While it does not appear there has been a state case addressing the particulars that will be in front of the Mississippi Supreme Court if the bill becomes law, in 1969 there was a federal case with similar facts. The U.S. 5th Circuit Court of Appeals struck down a state law sending public funds, called tuition grants, to families to be spent on a private school education.

As the number of Mississippi private schools exploded in the 1960s to provide white students an escape from attending classes with Black students, the Mississippi Legislature passed a bill to provide funds to white students to be used to attend segregationist academies.

Many of those academies still exist today and could benefit if the new effort to provide public funds to private schools becomes law.

The 5th Circuit did not address Section 208 of the Mississippi Constitution, but instead said the law was discriminatory. The 5th Circuit found that the law “encourages, facilitates and supports the establishment of a system of private schools operated on a racially segregated basis as an alternative available to white students seeking to avoid desegregated public schools.”

Granted, 2026 is much different than the 1960s. There are many private schools that enroll and do a good job educating Black students.

But there are still private schools that take great pride in being the sole overseer of their enrollment criteria. The private schools told legislators during a hearing on the issue last year that they would not relinquish their authority to decide who they enroll.

There are, no doubt, private schools that deny enrollment to certain disabled students because of the high cost of providing those children an education.

And, no doubt, there would be private schools that would balk at enrolling gay or trans students.
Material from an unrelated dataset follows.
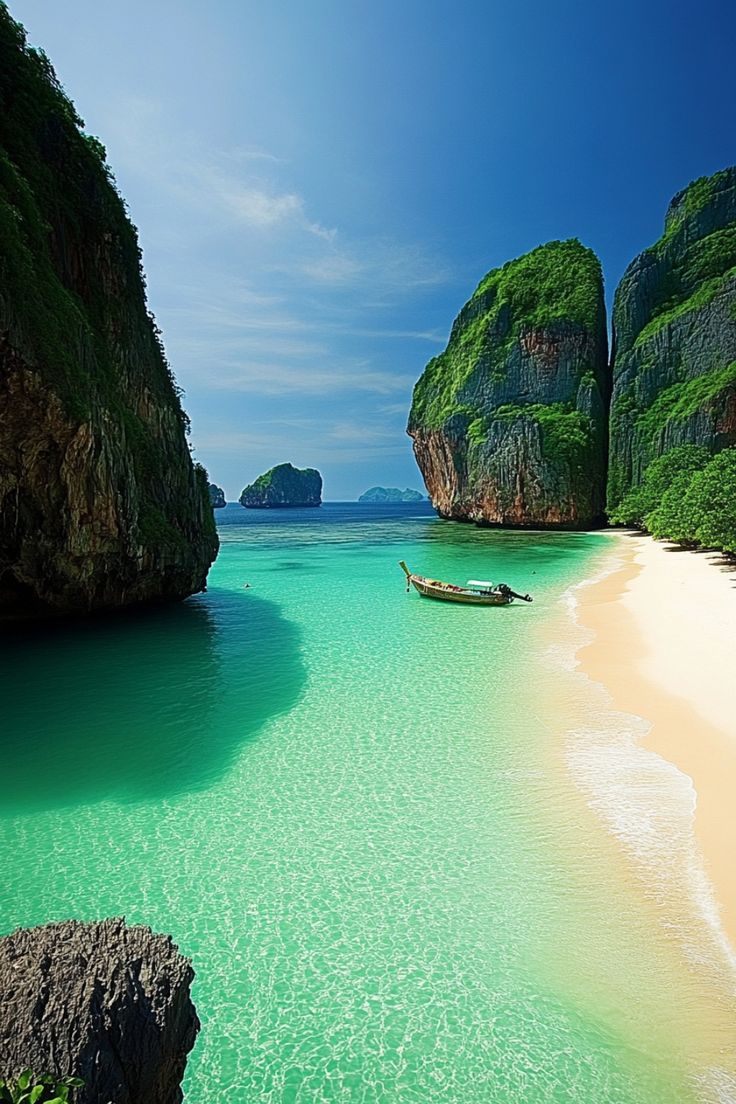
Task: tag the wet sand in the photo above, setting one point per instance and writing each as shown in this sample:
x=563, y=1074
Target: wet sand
x=664, y=647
Some private schools also might deny enrollment to students who openly embrace certain religious practices.

Are those forms of discrimination?

In 1969, like today, the executive branch of the federal government got involved in the issue of sending public funds to private schools. The Trump administration has endorsed the bill pending in the Mississippi Legislature.

In 1969 the Justice Department of then-president Richard Nixon opposed the effort to provide “tuition grants” for students to attend private schools.

The opposing positions taken by the two presidents perhaps proves that sometimes history does not repeat itself and doesn’t even rhyme.